To plot the feature importance we execute the following:

pd.Series(sel.performance_drifts_).sort_values(
    ascending=False).plot.bar(figsize=(15, 5))
plt.title("Permutation feature importance")
plt.ylabel("Performance drop (R2)")
plt.show()

Bar plot showing permutation feature importance determined with feature-engine

And to select the features, we simply do like this:

X_train_t = sel.transform(X_train)
X_test_t = sel.transform(X_test)

Simple!

Considerations and Caveats

It’s crucial to note that the importance derived from permutation feature importance is relative to the model’s performance. A poorly performing model may assign low importance to a feature, while a well-performing model may emphasize its importance. Therefore, always assess the model’s overall predictive power before interpreting feature importance.

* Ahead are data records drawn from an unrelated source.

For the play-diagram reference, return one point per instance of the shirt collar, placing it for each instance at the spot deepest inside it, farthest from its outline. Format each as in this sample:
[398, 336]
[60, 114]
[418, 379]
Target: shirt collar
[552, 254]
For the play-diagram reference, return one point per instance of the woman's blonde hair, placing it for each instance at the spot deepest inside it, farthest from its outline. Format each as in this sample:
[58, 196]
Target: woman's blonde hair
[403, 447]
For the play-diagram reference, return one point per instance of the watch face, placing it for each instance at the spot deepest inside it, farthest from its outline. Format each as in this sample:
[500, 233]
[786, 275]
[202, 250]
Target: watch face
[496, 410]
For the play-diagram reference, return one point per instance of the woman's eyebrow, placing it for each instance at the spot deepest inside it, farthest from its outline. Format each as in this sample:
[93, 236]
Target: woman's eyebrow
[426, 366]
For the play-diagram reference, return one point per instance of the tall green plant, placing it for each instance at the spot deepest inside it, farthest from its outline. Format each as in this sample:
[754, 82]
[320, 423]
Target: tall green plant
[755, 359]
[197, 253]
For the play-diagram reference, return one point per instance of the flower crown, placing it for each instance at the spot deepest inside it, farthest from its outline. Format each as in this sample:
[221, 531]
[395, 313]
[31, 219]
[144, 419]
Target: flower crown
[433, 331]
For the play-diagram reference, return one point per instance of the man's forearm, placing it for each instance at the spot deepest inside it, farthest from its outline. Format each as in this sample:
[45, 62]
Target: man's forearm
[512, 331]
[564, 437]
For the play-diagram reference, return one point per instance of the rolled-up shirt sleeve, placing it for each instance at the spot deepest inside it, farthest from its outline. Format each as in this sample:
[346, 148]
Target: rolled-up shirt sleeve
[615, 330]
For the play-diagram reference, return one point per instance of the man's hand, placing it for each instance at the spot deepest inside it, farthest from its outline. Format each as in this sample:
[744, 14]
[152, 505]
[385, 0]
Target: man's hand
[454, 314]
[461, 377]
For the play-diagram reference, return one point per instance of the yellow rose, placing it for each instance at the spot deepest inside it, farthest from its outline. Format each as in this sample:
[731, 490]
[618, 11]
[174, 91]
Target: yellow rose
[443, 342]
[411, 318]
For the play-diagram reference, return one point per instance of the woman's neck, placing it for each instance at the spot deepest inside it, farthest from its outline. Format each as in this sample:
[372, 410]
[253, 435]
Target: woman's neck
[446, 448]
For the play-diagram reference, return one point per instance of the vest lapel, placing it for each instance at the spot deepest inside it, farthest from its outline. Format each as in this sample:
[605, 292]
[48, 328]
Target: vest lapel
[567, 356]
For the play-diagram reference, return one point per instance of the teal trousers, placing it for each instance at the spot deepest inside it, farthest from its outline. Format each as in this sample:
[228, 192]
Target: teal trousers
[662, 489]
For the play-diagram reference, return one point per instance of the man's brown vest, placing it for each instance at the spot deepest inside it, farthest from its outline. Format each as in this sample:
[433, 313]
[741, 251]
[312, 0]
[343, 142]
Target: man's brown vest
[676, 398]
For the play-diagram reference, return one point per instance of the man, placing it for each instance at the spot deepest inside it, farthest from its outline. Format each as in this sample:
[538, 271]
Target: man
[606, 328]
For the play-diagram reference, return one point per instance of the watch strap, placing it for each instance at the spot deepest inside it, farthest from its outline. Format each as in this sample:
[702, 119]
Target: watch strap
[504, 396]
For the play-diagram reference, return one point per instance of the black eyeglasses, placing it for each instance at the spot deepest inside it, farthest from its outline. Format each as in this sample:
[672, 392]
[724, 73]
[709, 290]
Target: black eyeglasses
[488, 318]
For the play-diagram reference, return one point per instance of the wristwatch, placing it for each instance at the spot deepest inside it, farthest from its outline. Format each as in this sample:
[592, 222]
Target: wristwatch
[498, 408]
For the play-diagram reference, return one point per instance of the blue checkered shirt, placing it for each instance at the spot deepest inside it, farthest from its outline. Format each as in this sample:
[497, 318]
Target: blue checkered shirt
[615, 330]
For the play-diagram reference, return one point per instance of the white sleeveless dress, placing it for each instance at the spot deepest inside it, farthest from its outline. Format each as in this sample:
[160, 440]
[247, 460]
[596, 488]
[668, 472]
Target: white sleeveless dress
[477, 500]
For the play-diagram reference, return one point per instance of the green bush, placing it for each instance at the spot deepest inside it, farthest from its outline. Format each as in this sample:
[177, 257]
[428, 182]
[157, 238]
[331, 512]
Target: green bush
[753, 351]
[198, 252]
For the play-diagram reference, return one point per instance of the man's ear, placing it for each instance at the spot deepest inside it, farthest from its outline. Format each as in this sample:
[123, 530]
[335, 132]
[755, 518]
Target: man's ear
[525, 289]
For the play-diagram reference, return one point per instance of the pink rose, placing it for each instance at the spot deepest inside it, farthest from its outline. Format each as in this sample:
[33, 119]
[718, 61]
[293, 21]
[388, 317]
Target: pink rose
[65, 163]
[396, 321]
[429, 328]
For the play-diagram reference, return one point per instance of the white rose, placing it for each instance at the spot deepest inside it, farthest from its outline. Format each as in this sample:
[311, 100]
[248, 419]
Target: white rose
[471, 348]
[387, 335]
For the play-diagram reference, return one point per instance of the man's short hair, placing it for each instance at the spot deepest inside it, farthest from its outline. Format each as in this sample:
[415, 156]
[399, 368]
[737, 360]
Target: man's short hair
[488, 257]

The importance value is determined by the drop in performance elicited by each feature. However, it’s worth noting that the aggregated importance of individual features may not be additive when evaluated separately.

Shuffling can be computationally expensive, especially when dealing with numerous features or repeated shuffling.

Randomness, while not a significant concern for highly important features, it becomes critical for borderline important ones. To address this issue, it is critical to obtain a measure of the dispersion of the importance, like the standard deviation.

Permutation feature importance is susceptible to correlation among features. Correlated features may exhibit reduced importance individually, leading to potential misinterpretation. Combining permutation feature importance with recursive feature elimination can mitigate this issue, emphasizing the importance of each feature in isolation.

In summary, when applying permutation feature importance, evaluate features in the test set, be mindful of the non-additive nature of feature importance, consider computational costs, and address issues related to randomness and correlation. This comprehensive approach ensures a more accurate understanding of feature importance in machine learning models.